だからといって、ゲームを買うほうが遊ぶより楽しい、という話ではない。違いは、購入なら数分で選択を終え、満足の一部を先に得られることだ。実際に遊ぶには、後日の夜や週末と、そのときに残っている注意力や体力を使わなければならない。

そんなに買わなければいい、と言う人もいるだろう。

確かにそうだ。衝動買いを減らすことはできる。ただ、それだけでは、ゲームを買うことと実際に遊ぶことのあいだにある現実的な隔たりは消えない。デジタルゲームは、あまりにも簡単に手に入るようになった。数分あれば、今月中には遊びきれない量を買えてしまう。セールが増えても、一日に遊べる時間は増えない。

しかも、プレイヤーの注意を求めているのはゲームだけではない。同じ夜に、仕事の疲れ、返していないメッセージ、SNS、動画、家事、そして本当に必要な休息がある。プレイヤーは数本のゲームに時間を振り分けているだけではない。生活全体のなかで、今夜も別の世界へ入っていけるだけの気力が残っているかを決めている。

これは不思議なことではない。ゲームが面白いか、値段に見合うか、本当に所有できるのかは、みんなで話しやすい。一方で、使える時間も気力も身体の余裕も人によって違うため、自分で判断するしかないように見える。ただ、ゲームを手に入れる方法ばかりが速くなり、遊ぶために使える暮らしの余白が増えないなら、もう一人ひとりの時間管理だけでは説明しきれない。

無料配布でも同じだ。お金を払っていないからといって、選択肢が増えていないわけではない。ライブラリに一本増えても、その場では何も失っていないように見える。けれど、今夜何を遊ぶか決めるときには、ほかのゲームと一緒にそこに並ぶ。

だまされたとは思っていない。どれももともと興味のあったゲームだし、プラットフォームから全部遊べると言われたわけでもない。ただ、買った瞬間には、ついこう考えてしまう。時間なら、いつかできるだろう。

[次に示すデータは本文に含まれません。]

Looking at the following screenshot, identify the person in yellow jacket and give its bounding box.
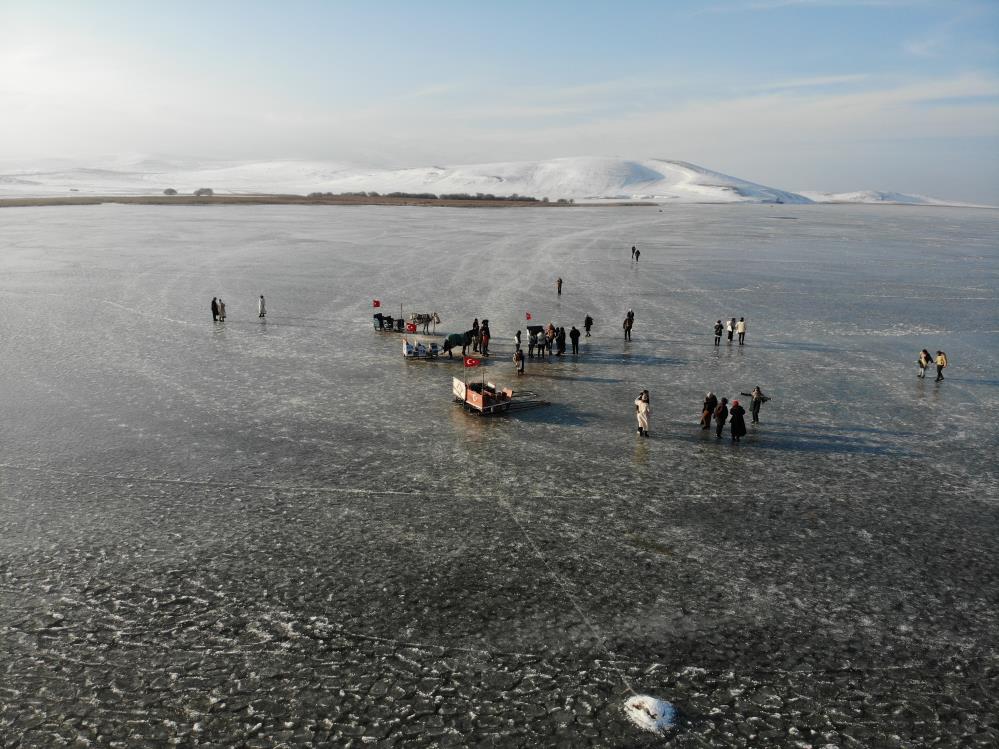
[936,351,947,382]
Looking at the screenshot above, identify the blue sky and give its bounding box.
[0,0,999,203]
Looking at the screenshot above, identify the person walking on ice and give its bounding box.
[935,351,947,382]
[728,401,746,442]
[714,398,728,439]
[635,390,652,437]
[740,385,770,424]
[916,349,933,379]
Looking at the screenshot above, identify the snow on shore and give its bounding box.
[0,157,968,205]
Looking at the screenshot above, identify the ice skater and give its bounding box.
[741,385,770,424]
[701,390,718,429]
[916,349,933,379]
[935,351,947,382]
[569,325,579,356]
[635,390,652,437]
[728,401,746,442]
[714,398,728,439]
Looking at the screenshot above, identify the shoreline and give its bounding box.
[0,194,624,208]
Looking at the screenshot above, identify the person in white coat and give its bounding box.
[635,390,652,437]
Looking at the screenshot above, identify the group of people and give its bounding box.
[212,294,267,322]
[715,317,746,346]
[916,349,947,382]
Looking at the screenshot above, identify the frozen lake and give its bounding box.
[0,205,999,747]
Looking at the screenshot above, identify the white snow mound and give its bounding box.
[624,694,676,734]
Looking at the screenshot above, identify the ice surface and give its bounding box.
[0,205,999,747]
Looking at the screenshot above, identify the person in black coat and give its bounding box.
[714,398,728,439]
[728,401,746,442]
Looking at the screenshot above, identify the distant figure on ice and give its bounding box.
[935,351,947,382]
[741,385,770,424]
[728,401,746,442]
[513,346,524,375]
[479,319,490,356]
[635,390,652,437]
[714,398,728,439]
[916,349,933,378]
[701,390,718,429]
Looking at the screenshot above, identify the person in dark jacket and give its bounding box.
[479,320,490,356]
[701,392,718,429]
[728,401,746,442]
[714,398,728,439]
[742,385,770,424]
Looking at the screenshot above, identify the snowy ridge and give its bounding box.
[0,156,976,205]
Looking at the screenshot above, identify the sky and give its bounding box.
[0,0,999,204]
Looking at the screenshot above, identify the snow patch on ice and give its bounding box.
[624,694,676,734]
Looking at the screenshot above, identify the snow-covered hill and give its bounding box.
[0,157,972,205]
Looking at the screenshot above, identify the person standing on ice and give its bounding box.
[916,349,933,379]
[635,390,652,437]
[742,385,770,424]
[936,351,947,382]
[714,398,728,439]
[728,401,746,442]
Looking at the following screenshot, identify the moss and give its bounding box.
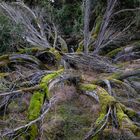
[29,124,38,140]
[49,48,61,61]
[106,48,123,58]
[28,91,44,121]
[79,84,97,91]
[106,72,122,80]
[76,40,84,53]
[116,103,139,135]
[120,104,137,118]
[92,15,102,39]
[0,55,10,66]
[40,69,64,98]
[0,73,10,78]
[19,47,44,54]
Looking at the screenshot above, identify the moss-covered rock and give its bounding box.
[106,48,123,58]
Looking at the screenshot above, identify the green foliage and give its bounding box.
[0,13,22,53]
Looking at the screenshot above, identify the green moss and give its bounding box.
[76,41,84,53]
[79,84,97,91]
[28,91,44,121]
[92,15,102,39]
[19,46,44,54]
[120,104,137,118]
[106,72,122,80]
[116,103,139,135]
[107,48,123,58]
[47,100,92,140]
[29,124,38,140]
[49,48,61,61]
[40,69,64,98]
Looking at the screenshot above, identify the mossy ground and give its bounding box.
[43,86,97,140]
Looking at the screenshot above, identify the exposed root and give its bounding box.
[79,84,140,140]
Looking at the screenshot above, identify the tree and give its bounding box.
[84,0,90,54]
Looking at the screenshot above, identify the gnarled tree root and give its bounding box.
[79,84,140,140]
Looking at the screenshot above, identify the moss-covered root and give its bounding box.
[25,69,63,140]
[116,103,140,137]
[79,84,140,140]
[40,69,64,99]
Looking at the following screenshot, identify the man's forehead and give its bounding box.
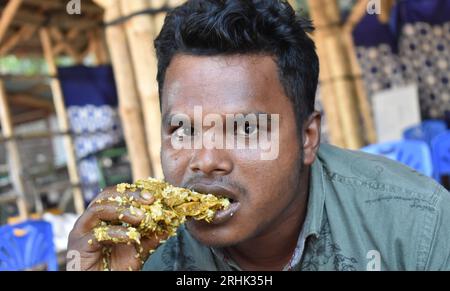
[162,55,283,110]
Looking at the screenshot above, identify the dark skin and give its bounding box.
[69,55,320,270]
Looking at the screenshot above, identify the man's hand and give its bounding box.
[68,187,167,271]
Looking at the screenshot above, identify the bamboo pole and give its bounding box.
[95,0,152,180]
[39,27,85,214]
[308,0,364,149]
[0,25,36,56]
[89,29,110,66]
[0,79,28,220]
[121,0,163,178]
[343,29,377,144]
[0,0,23,43]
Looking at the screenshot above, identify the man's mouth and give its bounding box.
[190,184,241,225]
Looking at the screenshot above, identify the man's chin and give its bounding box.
[186,220,243,248]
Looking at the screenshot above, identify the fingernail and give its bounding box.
[141,192,153,200]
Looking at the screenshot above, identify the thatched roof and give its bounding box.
[0,0,103,56]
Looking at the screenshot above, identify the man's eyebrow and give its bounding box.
[162,111,272,125]
[233,111,272,121]
[162,111,175,125]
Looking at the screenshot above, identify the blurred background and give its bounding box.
[0,0,450,271]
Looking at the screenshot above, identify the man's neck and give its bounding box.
[224,184,308,271]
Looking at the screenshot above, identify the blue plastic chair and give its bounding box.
[431,131,450,182]
[403,120,447,146]
[0,221,58,271]
[361,140,433,177]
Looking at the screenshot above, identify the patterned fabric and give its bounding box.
[59,66,123,202]
[353,0,450,119]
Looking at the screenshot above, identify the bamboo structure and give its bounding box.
[96,0,152,179]
[0,79,28,220]
[39,27,84,214]
[0,0,22,43]
[121,0,163,178]
[308,0,364,149]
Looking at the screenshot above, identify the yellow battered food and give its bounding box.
[94,178,230,264]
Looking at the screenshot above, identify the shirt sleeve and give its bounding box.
[426,188,450,271]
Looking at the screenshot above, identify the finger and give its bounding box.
[75,202,145,234]
[140,233,169,261]
[93,225,141,245]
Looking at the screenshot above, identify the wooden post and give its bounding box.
[0,0,22,44]
[0,80,28,220]
[95,0,152,180]
[121,0,163,178]
[308,0,364,149]
[89,29,110,66]
[39,27,85,214]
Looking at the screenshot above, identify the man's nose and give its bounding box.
[190,148,233,176]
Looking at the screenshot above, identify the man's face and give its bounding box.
[162,55,312,246]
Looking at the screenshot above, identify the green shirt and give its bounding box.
[143,144,450,271]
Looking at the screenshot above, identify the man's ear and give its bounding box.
[303,111,322,165]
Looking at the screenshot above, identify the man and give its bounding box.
[69,0,450,270]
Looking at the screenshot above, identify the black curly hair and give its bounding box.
[155,0,319,130]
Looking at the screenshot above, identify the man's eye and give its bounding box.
[236,122,258,136]
[174,126,195,138]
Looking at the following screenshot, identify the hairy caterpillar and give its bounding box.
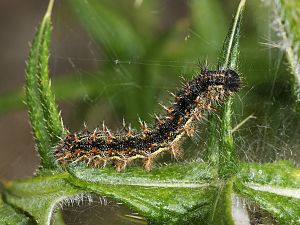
[55,69,241,171]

本当にその時間を探し始めて、ようやく気づく。気になることと、実際に起動して遊ぶことは同じではない。

それでも、新しいゲームはこれからも買う。知らない世界を見れば、もちろん心が動く。購入ボタンを押すたびに、自分を問い詰めたいわけでもない。ただ、何を遊びたいのか、自分でもわからないことは多い。少し疲れていて、気分を変えたいだけかもしれない。これからの時間に、何か楽しいことが欲しいだけかもしれない。そんなとき、ストアのトレーラー、レビュー、セールは、一本のゲームをすぐに答えのように見せてくれる。でも、それでわかるのは、どれをいちばん買いたいかまでだ。自分が本当はどんなふうに遊びたいのかまでは、わからないこともある。

集めること自体が楽しいのなら、それも悪くない。ただ、購入ボタンを押した時点で、集める満足はもう得ている。けれど、遊びはまだ始まっていない。新しく買ったゲームは、ほかのゲームと一緒にライブラリで待つ。次に時間と気力のある夜が来たら、私はもう一度そこから選ぶことになる。

ゲームを買うのをやめようとしているわけではない。ただ、何か遊びたいと思ったとき、いちばん早く応えてくれるのが購入であることに気づき始めた。その高揚感は本物だ。でも、それが満たしているのは遊ぶことへの期待であって、遊ぶことそのものではない。